Every app you build with Genie needs somewhere to store data, handle sign-ins, and run server-side logic. Genie Cloud is the hosted backend that provides all of that without any setup on your part. When you enable it for a project, Genie provisions a dedicated backend instance for that project and wires it into the app automatically.
A fully managed relational database. Genie AI creates and updates tables as your app grows. You never have to write a query or touch a database config.
User authentication
Sign-up and sign-in flows for your app’s visitors. Supports email, anonymous sessions, and OAuth providers such as Google.
File storage
Buckets for images, attachments, and any other files your app needs to store.

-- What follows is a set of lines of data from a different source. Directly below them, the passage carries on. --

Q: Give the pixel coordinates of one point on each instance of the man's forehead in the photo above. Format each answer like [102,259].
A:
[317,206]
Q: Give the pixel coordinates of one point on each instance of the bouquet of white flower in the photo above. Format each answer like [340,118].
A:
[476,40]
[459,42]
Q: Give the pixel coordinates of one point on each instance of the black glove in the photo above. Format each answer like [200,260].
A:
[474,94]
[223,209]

Buckets can be public or private.
Edge functions
Server-side logic deployed close to your users. Genie AI writes and deploys these when your app requires backend processing.
Genie Cloud also includes automatic backups and usage tracking, so your data is always protected and you can monitor how your app is growing.

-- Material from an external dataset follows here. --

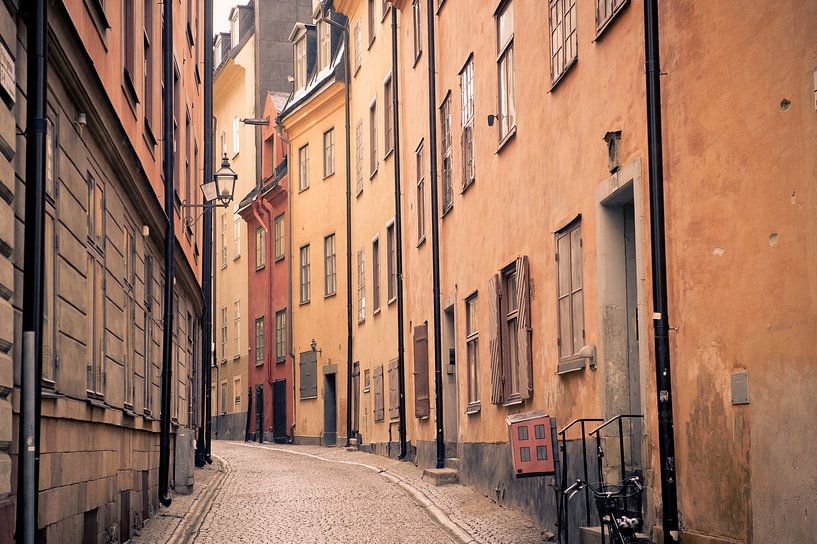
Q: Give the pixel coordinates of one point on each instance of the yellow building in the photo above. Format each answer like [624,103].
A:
[233,100]
[316,240]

Genie Cloud is available on all paid plans. If your project does not have it enabled yet, you will see an Enable Genie Cloud button in the Cloud tab.
1
Open your project settings
From your project, open Settings and navigate to the Cloud tab.
2
Enable Genie Cloud
Click Enable Genie Cloud. Genie will begin provisioning your backend instance. The status badge changes to provisioning while this happens — it typically completes within a few minutes.
3
Wait for activation
Once provisioning finishes, the status badge changes to active and all resources become visible in the Cloud tab.
Genie Cloud is included in all paid plans. If you are on the free plan, upgrading will unlock the Enable Genie Cloud button.
Below the summary cards, the Instance overview section shows your project’s connection details: the project URL, project reference ID, region, and the timestamps for when the instance was created and last updated.
The Connection keys section shows whether each credential is configured — the anon key, service key, and database password each display a Configured or Missing badge. The actual secret values stay masked for security.
Further down, the Detected resources section lists up to eight items from each category: database tables, edge functions, auth users, and storage buckets. If your project has more than eight in any category, a note at the bottom tells you how many more exist.
At the bottom of the Cloud tab, the Advanced section contains a Re-run bootstrap button. Use this to re-sync your Genie Cloud configuration after changing onboarding or private mode settings, or to upgrade an existing project to the latest Genie Cloud version. The bootstrap is fully safe to run at any time — it does not delete any data.
If you change your onboarding flow or private mode settings in the Onboarding tab, click Re-run bootstrap afterwards to apply those changes to your live Cloud instance.